Die Eskimo-Aleuten-Sprachfamilie, deren bekannteste Sprecher die Inuit in Kanada und auf Grönland sind, hat ebenfalls Verbindungen nach Sibirien in Form von Yupik, einer gefährdeten Sprache, die nur noch im abgelegenen russischen Autonomen Kreis (Okrug) Tschukotka gesprochen wird. In diesem Fall wurde die in ihrer Heimat schon fast ausgestorbene sibirische Sprache in den Weiten der nordamerikanischen Arktis wiederbelebt. 

Während die beiden oben genannten Thesen in der sprachwissenschaftlichen Gemeinschaft Zustimmung fanden, gibt es andere, die als wesentlich ausgefallener gelten. Ein Beispiel dafür ist der Vorschlag für eine uralosibirische Sprachfamilie, die die Inuit- und Aleuten-Sprachen mit den Sprachen des russischen Urals verbindet. Solche Theorien einer übergeordneten Sprachfamilie stoßen jedoch auf akademisches Misstrauen. 

Ninilchik-Russisch heute 

Kenai, Alaska

Es gibt heute im Dorf nur noch wenige Sprecher von Ninilchik-Russisch. Ein Forscherpaar aus Moskau, Mira Bergelson und Andrei Kibrik, besuchte das Dorf in den 90er Jahren. 

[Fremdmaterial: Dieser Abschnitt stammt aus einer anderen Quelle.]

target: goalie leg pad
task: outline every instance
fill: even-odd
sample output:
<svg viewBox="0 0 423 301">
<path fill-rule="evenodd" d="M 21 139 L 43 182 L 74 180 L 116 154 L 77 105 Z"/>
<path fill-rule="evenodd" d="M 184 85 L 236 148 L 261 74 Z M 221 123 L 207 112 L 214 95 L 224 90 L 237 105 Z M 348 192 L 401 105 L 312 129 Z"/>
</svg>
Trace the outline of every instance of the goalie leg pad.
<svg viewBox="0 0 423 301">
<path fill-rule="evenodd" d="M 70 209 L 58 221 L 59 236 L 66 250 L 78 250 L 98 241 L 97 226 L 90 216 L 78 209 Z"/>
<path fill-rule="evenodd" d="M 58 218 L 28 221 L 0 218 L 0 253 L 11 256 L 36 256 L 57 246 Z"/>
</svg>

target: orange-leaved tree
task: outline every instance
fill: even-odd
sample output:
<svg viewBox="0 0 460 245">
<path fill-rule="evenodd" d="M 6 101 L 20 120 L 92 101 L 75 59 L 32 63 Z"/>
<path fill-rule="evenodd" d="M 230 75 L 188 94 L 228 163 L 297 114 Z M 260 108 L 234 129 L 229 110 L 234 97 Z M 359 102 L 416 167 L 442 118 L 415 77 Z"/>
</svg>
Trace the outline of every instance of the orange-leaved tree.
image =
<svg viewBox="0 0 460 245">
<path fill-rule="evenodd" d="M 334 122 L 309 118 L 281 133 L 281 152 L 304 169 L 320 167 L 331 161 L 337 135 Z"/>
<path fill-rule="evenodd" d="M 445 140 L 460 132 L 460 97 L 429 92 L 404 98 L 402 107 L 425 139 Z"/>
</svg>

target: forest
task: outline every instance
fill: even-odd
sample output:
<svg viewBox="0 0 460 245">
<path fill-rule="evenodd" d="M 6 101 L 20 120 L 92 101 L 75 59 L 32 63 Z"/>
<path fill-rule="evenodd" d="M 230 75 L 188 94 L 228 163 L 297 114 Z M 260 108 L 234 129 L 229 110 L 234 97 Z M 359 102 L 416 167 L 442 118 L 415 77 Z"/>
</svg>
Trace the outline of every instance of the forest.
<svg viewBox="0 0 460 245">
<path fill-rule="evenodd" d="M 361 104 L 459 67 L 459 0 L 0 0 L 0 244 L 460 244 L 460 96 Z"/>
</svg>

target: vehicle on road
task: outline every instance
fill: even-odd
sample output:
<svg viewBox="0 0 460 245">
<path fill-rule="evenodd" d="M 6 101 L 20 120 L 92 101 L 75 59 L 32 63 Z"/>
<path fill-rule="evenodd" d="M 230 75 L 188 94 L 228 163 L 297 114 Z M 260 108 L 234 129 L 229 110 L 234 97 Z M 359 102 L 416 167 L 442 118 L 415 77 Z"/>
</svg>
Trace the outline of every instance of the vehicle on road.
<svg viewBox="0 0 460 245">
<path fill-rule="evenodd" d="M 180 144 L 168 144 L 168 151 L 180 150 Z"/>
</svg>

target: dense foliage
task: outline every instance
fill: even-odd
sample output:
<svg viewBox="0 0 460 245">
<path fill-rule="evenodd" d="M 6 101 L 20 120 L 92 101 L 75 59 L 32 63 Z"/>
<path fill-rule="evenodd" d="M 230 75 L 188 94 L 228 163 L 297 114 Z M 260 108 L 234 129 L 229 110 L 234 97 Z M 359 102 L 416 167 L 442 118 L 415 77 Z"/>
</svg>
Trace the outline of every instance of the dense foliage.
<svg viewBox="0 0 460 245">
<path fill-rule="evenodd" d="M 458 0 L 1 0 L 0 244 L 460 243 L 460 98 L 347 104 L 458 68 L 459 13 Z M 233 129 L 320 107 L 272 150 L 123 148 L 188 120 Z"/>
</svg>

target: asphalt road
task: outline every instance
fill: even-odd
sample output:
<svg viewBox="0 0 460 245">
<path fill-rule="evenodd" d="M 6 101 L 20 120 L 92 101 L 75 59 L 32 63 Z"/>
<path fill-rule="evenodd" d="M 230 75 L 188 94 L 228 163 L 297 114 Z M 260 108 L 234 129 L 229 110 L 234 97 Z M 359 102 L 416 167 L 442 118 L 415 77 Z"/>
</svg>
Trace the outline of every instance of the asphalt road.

„Die Bewohner haben die englischsprachige Schule besucht“, erzählte Bergelson 2013 in einem Interview. „Sie gab es seit den 1930er Jahren. Sie ersetzte die um 1917 geschlossene russisch-orthodoxe Schule der Pfarrgemeinde.“ 

Nachkommen der Kwasnikows und Oskolkow leben jedoch noch immer in Ninilchik und haben mit Linguisten zusammengearbeitet, die zahlreiche Begriffe notiert und auch Tonaufnahmen gemacht haben, um Aussprache und Akzent zu dokumentieren, die für das heutige russische Ohr durchaus fremd klingen. Einige davon finden Sie online in der Ninilchik-Russisch-Datenbank.